The brief uproar was a rare unscripted moment in a carefully-choreographed convention that organizers hoped would showcase Republican harmony over nominee Mitt Romney. After the voice vote on the rules, the next speaker was quickly called in an attempt to limiting the amount of time Paul’s supporters had to chant “Shame on you.”
The rules are designed to limit the ability of insurgent presidential candidates to amass delegates to future Republican conventions. They will bind delegates to the outcome of presidential primaries and caucuses, preventing a candidate like Paul from pushing up their delegate counts at state conventions.
Paul delegates saw them as a power play by the Republican old guard.
“If you’re trying to win a presidential campaign and put on a show, you shouldn’t poke a sharp stick in the eye of conservative activists. That’s what happened,” said Colorado delegate Dudley Brown, who leads a gun rights organization back home.
Paul didn’t win a single presidential primary but he got 190 delegate votes during the roll call of states that officially nominated Romney Tuesday. Romney got 2,061.
Paul briefly showed up on the convention floor, signing autographs and posing for photos.

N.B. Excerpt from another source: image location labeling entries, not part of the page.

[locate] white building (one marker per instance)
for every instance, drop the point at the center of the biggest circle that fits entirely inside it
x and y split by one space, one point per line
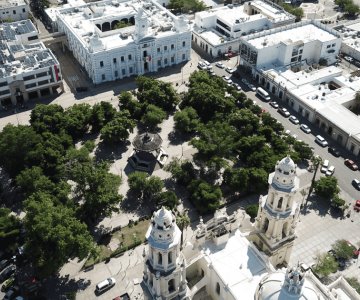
218 31
14 10
164 270
295 44
223 263
27 68
350 34
149 37
278 214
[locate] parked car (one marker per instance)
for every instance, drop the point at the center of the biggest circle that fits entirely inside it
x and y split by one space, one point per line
284 112
351 164
294 120
321 141
356 184
230 70
105 285
357 205
324 166
6 273
252 87
334 151
220 65
330 171
274 104
305 128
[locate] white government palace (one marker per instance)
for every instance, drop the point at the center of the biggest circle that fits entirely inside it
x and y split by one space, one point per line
230 258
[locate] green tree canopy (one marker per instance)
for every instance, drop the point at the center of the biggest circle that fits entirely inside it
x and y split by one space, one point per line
153 117
54 234
118 129
186 120
17 144
205 197
326 187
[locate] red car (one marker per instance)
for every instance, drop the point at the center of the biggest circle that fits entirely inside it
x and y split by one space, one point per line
350 164
357 205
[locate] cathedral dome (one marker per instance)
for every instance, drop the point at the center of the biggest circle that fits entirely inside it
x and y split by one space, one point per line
287 165
288 285
163 218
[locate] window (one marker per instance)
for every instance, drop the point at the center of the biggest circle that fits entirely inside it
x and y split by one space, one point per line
218 288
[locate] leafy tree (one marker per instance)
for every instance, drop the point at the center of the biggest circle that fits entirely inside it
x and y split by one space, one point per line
186 120
183 221
101 114
78 120
54 235
145 186
304 150
183 172
343 249
17 145
9 230
47 118
98 190
153 117
252 210
118 129
205 197
156 92
127 102
168 199
326 187
33 180
326 265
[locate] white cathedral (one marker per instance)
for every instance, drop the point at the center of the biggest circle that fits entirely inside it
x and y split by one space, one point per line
230 258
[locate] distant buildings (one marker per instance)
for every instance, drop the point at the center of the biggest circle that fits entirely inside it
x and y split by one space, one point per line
14 10
218 31
115 39
27 68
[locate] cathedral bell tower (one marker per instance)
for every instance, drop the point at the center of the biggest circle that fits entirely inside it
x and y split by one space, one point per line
278 214
164 270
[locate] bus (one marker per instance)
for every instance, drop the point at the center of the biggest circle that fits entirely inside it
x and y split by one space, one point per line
263 94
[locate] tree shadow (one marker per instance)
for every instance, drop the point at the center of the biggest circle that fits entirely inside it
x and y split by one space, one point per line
111 152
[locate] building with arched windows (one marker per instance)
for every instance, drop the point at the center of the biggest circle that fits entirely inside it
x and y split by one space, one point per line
114 39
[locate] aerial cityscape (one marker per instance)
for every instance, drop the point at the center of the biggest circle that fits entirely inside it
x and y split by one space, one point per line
179 149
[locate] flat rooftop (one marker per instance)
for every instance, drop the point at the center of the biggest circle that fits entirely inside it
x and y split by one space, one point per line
11 3
83 19
239 265
290 35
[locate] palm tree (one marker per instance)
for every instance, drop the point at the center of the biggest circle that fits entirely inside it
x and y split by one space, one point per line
183 221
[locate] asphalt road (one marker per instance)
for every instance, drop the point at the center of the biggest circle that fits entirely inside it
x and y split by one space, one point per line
342 173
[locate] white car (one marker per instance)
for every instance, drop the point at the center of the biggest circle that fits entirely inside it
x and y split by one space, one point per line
294 120
229 70
220 65
252 87
324 166
305 128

As he left the arena, he declined to say if he felt his delegates were being treated unfairly. “I’ll let you know when it’s over,” he said.
Paul later said in a broadcast interview that he has no plans to endorse anyone for president.

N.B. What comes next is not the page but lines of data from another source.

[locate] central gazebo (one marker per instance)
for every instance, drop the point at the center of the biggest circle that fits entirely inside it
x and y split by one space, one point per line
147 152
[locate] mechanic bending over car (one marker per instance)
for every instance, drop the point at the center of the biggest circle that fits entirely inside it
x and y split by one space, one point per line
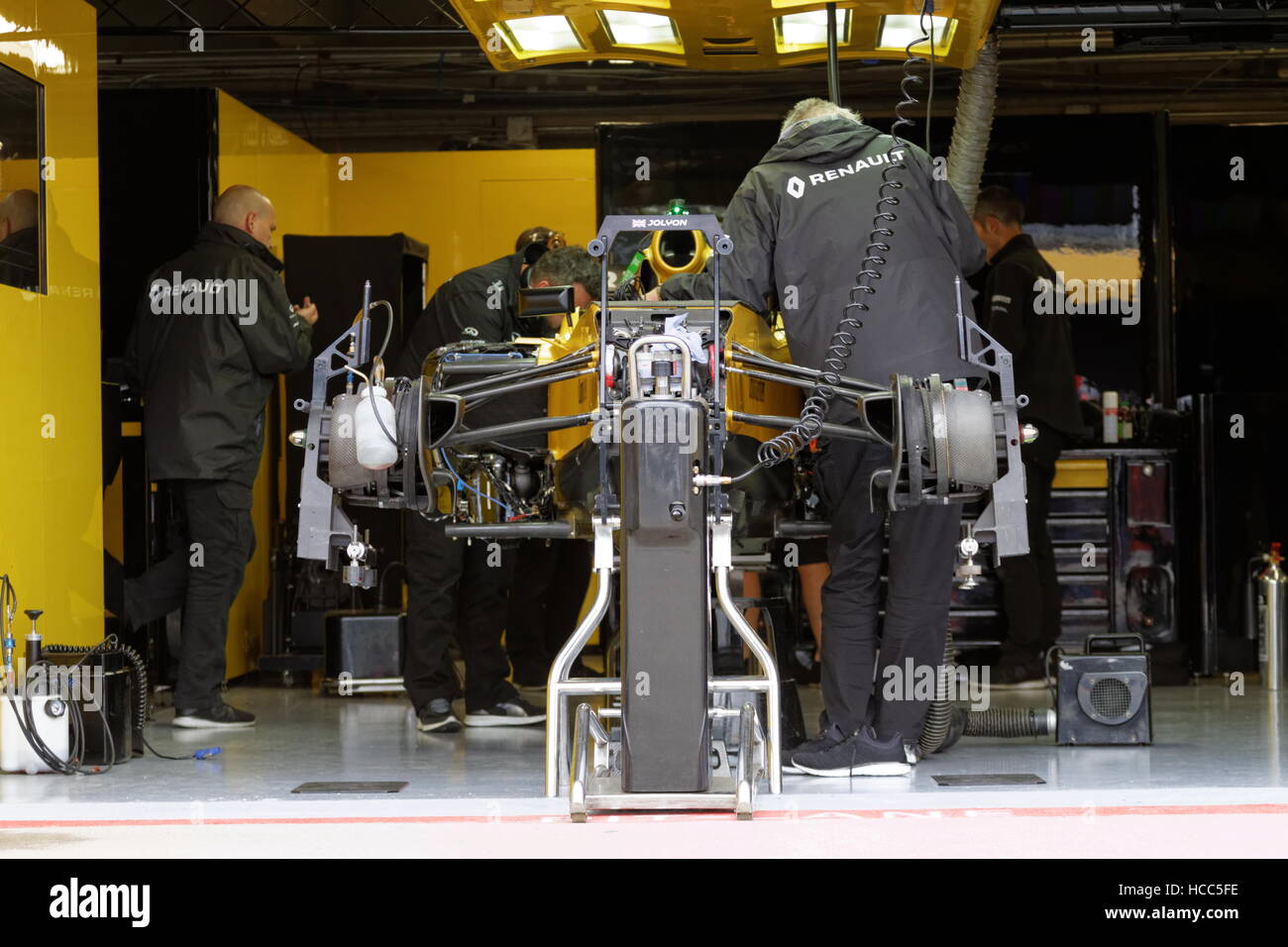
452 587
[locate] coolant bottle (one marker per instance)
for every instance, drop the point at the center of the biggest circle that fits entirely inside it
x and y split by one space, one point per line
376 450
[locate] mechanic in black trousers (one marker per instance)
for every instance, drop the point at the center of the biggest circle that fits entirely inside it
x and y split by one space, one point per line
211 334
456 586
1041 346
800 223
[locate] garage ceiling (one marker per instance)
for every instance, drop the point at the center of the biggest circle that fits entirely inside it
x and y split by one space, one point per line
393 75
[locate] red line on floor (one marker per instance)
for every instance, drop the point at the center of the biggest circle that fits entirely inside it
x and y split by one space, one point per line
774 815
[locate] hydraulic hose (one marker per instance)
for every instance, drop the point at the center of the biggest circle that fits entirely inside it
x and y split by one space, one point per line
973 124
940 714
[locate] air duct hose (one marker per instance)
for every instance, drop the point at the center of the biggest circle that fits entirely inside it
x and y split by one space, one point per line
1010 722
939 716
973 124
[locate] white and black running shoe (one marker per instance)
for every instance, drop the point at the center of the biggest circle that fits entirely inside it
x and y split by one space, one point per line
222 718
437 716
513 712
861 754
829 737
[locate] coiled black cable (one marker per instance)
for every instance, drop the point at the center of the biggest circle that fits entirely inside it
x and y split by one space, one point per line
814 411
143 693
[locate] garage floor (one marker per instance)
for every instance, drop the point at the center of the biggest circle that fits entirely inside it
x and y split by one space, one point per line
1222 788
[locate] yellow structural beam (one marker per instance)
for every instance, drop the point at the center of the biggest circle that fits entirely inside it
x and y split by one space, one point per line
721 35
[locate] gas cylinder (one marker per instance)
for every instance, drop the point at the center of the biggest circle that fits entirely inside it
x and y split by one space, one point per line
1270 618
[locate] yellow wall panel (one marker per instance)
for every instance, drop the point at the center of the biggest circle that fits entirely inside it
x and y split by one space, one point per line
467 205
51 491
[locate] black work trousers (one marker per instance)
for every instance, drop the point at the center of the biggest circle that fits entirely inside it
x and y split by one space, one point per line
456 587
545 604
1030 590
202 575
922 549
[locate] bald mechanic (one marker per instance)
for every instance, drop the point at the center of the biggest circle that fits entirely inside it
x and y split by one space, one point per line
210 337
802 221
20 240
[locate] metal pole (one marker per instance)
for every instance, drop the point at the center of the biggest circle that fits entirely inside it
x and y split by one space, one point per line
833 71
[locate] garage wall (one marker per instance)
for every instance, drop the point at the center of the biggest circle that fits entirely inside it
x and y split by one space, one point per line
467 205
51 480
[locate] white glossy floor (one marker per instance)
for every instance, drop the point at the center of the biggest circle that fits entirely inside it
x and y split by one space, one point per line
1215 783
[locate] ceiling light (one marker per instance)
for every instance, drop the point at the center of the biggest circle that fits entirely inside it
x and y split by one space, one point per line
627 29
541 35
809 30
898 31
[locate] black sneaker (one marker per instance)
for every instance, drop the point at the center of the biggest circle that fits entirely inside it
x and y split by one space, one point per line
222 718
513 712
438 716
861 754
829 737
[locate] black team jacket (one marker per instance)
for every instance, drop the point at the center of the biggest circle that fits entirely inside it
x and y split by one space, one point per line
209 364
1041 343
800 223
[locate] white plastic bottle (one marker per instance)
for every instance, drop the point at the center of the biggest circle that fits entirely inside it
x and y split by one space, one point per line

“I am endorsing, you know, peace and prosperity and individual liberty, the Constitution, and I’m more intense on that than I am on the politics of it,” Paul told Fox News.
Supporters of the new rules say voters expect the delegate count to reflect the outcome of state primaries and caucuses. The convention’s rules committee made some late revisions to the new rules to placate party activists who weren’t necessarily Paul backers.
The new rules originally allowed presidential candidates to choose which delegates would represent them at the convention — taking that power from state parties. However, in a concession to local activists, party leaders agreed to remove the language. Instead, the rules say that delegates who support candidates other than the one they are obligated to support shall have their votes deemed “null and void.”
“These rules will provide a strong governing framework for our convention and for our party,” said former New Hampshire Gov. John Sununu, who headed the rules committee.
Mississippi Republican National Committeeman Henry Barbour said delegates shouldn’t let a fight over rules distract from the goal of beating Democratic President Barack Obama.
“None of us want a campaign overreaching,” Barbour said. “We want bound delegates to live up to their commitment.”